LENAPAH — Justin McKee's life might seem real complicated to some.
In past or present, McKee's life includes being a rancher, rodeo and bull riding announcer, television personality, steer roper and pastor.
But keeping the latter in mind, the 45-year-old from Lenapah says his life is real simple. It's not about the microphone or rope he holds, or the cattle he tends to on his and wife Jeannie's ranch in northeastern Oklahoma.
One way he keeps life simple is by leading a cowboy church of 200 to 300 people each Monday night at the old rock gym in Lenapah.
“Most of our ministry is outside of the building,” McKee said of also meeting at a rodeo arena in that area for ranch and cowboy events.
“I believe you've got to take the church to the people, not just meet in a building and hope they show up.
“It's really about building friendships and letting people see God is real by watching how we live and where our strength comes from.”
McKee grew up south of Edna, Kan., near the Kansas and Oklahoma state line.
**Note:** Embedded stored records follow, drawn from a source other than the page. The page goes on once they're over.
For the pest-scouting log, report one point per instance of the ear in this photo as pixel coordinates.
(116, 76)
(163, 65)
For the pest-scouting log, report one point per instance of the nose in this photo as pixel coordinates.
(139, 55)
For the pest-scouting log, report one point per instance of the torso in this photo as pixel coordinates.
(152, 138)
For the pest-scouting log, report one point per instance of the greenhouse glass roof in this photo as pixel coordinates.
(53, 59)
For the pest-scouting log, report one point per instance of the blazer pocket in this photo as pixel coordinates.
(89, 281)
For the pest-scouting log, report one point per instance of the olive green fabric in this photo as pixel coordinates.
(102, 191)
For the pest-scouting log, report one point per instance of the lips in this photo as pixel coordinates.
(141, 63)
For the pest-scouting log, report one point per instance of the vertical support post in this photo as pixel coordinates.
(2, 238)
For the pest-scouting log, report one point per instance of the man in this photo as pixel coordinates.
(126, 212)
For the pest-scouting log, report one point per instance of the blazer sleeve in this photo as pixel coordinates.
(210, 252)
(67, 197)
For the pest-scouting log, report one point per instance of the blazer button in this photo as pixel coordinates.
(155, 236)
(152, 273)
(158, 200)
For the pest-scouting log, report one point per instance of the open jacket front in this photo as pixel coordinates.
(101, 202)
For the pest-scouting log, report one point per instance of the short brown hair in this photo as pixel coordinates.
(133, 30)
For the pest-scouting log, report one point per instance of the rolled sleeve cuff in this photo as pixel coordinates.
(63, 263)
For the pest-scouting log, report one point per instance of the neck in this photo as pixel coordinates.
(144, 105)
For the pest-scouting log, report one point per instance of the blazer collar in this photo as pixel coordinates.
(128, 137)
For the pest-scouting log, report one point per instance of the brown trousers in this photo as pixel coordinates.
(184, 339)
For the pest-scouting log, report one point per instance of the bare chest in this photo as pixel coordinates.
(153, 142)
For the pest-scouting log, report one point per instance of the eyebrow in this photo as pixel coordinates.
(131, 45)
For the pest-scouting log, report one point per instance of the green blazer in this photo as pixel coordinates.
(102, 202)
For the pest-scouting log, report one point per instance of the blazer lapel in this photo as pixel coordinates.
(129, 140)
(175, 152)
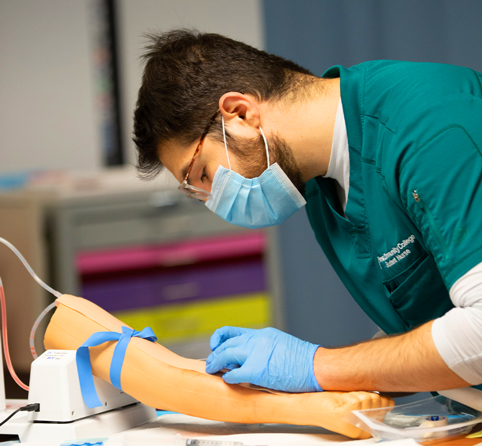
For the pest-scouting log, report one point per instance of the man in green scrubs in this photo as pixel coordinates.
(387, 155)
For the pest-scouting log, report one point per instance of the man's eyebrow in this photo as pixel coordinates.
(184, 170)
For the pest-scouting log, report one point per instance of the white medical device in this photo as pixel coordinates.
(57, 409)
(63, 415)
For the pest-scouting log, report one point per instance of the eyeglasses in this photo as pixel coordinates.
(190, 190)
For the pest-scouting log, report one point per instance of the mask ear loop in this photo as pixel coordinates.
(225, 144)
(265, 144)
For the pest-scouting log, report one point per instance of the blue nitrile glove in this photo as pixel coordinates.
(266, 357)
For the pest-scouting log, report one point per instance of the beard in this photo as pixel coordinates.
(251, 154)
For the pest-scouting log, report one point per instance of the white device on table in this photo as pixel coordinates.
(57, 409)
(63, 415)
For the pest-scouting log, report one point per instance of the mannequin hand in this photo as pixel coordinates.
(266, 357)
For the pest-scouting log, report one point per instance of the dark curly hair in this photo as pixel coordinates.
(186, 73)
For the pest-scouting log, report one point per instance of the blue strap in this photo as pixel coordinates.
(84, 368)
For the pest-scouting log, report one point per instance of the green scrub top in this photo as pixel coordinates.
(413, 219)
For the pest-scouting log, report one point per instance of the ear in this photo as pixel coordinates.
(240, 108)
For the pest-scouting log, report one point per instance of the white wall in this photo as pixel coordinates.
(47, 86)
(47, 109)
(240, 20)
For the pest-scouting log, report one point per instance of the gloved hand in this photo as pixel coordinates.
(266, 357)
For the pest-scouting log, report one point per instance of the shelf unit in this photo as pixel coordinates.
(149, 256)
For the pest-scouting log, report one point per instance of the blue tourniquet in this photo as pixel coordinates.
(84, 368)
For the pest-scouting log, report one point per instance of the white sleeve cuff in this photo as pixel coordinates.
(455, 360)
(458, 333)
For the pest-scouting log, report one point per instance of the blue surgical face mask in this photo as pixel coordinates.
(267, 200)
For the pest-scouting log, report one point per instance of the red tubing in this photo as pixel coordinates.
(5, 339)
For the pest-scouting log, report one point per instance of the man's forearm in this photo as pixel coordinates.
(405, 363)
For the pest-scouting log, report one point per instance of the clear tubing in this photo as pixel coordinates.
(34, 329)
(29, 269)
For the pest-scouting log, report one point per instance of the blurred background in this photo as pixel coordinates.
(70, 199)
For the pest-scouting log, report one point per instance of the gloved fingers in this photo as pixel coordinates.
(224, 333)
(229, 354)
(236, 376)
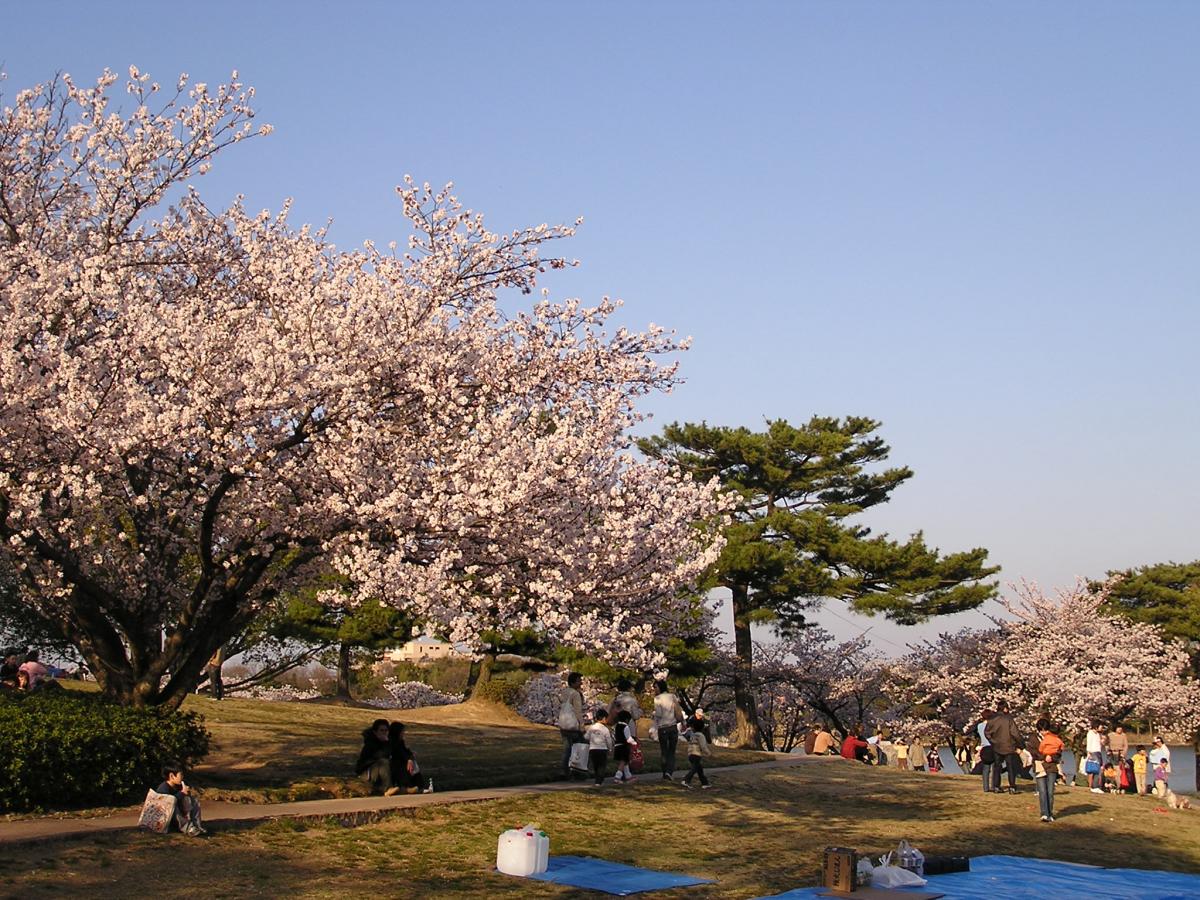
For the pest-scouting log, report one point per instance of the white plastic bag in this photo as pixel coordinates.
(864, 871)
(893, 876)
(886, 875)
(909, 857)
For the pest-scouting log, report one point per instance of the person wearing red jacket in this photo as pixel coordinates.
(1047, 751)
(855, 748)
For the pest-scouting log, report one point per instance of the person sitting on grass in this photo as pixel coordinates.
(1139, 769)
(625, 739)
(697, 749)
(599, 744)
(825, 743)
(1110, 777)
(406, 774)
(855, 748)
(375, 759)
(187, 808)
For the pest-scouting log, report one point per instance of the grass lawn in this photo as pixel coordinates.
(281, 751)
(755, 832)
(267, 753)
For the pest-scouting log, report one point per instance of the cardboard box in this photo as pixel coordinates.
(840, 869)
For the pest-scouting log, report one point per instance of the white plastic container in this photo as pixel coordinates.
(522, 851)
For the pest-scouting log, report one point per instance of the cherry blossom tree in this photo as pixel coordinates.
(808, 676)
(1065, 657)
(202, 409)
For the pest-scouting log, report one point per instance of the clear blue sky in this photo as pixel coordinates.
(976, 222)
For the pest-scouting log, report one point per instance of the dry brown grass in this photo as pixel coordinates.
(756, 833)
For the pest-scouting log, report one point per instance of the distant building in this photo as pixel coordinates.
(424, 649)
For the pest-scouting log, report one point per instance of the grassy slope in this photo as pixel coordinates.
(756, 833)
(273, 751)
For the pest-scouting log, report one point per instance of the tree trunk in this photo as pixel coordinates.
(343, 671)
(745, 731)
(481, 673)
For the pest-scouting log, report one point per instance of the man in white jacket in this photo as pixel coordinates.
(570, 719)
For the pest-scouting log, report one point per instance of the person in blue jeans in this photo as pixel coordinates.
(1047, 751)
(987, 753)
(667, 715)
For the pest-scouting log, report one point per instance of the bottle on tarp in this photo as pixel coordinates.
(522, 851)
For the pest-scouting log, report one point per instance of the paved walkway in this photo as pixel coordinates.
(355, 810)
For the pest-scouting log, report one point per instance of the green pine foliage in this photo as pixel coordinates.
(796, 538)
(1165, 594)
(67, 749)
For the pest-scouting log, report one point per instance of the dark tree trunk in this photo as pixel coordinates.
(343, 671)
(745, 731)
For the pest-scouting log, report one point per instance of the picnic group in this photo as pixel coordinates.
(997, 750)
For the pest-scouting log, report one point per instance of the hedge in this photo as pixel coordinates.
(65, 749)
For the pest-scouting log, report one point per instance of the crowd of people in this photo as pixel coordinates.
(615, 730)
(996, 749)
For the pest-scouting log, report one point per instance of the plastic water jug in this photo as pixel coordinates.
(522, 851)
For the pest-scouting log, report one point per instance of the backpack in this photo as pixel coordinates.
(636, 761)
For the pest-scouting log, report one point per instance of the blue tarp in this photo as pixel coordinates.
(611, 877)
(1020, 879)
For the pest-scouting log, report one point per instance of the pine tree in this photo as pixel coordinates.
(796, 541)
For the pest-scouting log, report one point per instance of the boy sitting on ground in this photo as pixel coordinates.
(187, 808)
(375, 760)
(406, 774)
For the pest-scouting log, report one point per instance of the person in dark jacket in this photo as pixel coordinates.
(1001, 732)
(375, 760)
(406, 774)
(855, 748)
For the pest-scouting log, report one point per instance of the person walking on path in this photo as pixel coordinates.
(697, 749)
(570, 719)
(599, 745)
(1095, 765)
(1139, 768)
(1161, 753)
(1047, 751)
(623, 732)
(1002, 735)
(667, 717)
(627, 701)
(1119, 743)
(987, 753)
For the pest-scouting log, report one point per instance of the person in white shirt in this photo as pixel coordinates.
(599, 745)
(1161, 751)
(667, 715)
(570, 719)
(627, 701)
(1095, 748)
Now, Justin, Jeannie and 13-year-old daughter Kassidy live on the place near where Jeannie grew up. They have cattle, bluestem and Bermuda on this ranch and also have pastures in Craig County, Latimer County and in east Texas.
But in December, McKee leaves the ranch and heads west to the Wrangler National Finals Rodeo in Las Vegas.
In addition to December's live coverage of the WNFR, the Great American Country television network presents the nightly series “Inside the WNFR,” co-anchored by McKee, a Professional Rodeo Cowboys Association announcer, and Suzanne Alexander, host of Great American Country's music series “Great American Playlist.”
“Inside the WNFR” features recaps of the events, standings reports, athlete profiles and more, and runs through Dec. 14.
“Every day on ‘Inside the WNFR' is a blast,” McKee said. “Suzanne is one of the most talented people I have ever worked with. It feels a little like hosting College Football GameDay. Every guest we have on the show I think, ‘Wow, I'm talking to them.'
“I really like it when Joe Beaver and I go back and forth about the world title races. And, rodeo and country music really is the perfect combo, kinda like cheeseburger and fries.”
Throughout the year, McKee will announce about a dozen rodeos along with Xtreme Bulls on GAC and Pro Roughstock on RFD-TV.
McKee believes he's seen God close doors to open others. The church is an example.
In October 2010, he lost one of his jobs, as an announcer with the PBR (Professional Bull Riders). But he had a peace.
He, Jeannie and Kassidy had been driving 40 miles to Vinita to the Cowboy Junction Church on Monday nights.
“Occasionally we'd go to church over around here on Sunday, when I was home,” McKee said. “A couple of those pastors, if they were in the area, they would stop by and see me. I would always tell them, ‘If you ever run across a guy that could preach at a cowboy church, I'd help them get started around here.'”
Years went by, and time worked its way to October 2010.
McKee had kept feeling that “You're going to start a church in Lenapah,” he said. “And every time I had that thought, I had this calmness.”
After he broke the news on the phone to Jeannie that he would soon be out of a job with the PBR, she went to church the next day at Nowata. One of those pastors, whom McKee hadn't talked to in months, told her: “I have got to talk to Justin. All I could think about this week was helping Justin start a cowboy church in Lenapah.”
“I go to meet him on Tuesday to talk about this,” Justin McKee said. “Then I go back to my house, and the other pastor, whom I also hadn't seen in months, shows up out of the blue.”
That pastor also felt led to help McKee start a cowboy church in Lenapah.
“We started meeting at that rock gym in January 2011, and we've been meeting there every Monday night since,” McKee said. “Getting confirmation from those two pastors was amazing. I just thought my life was great before, but helping people find the light has been the most fulfilling thing I've ever done.”
I just thought my life was great before, but helping people find the light has been the most fulfilling thing I've ever done.”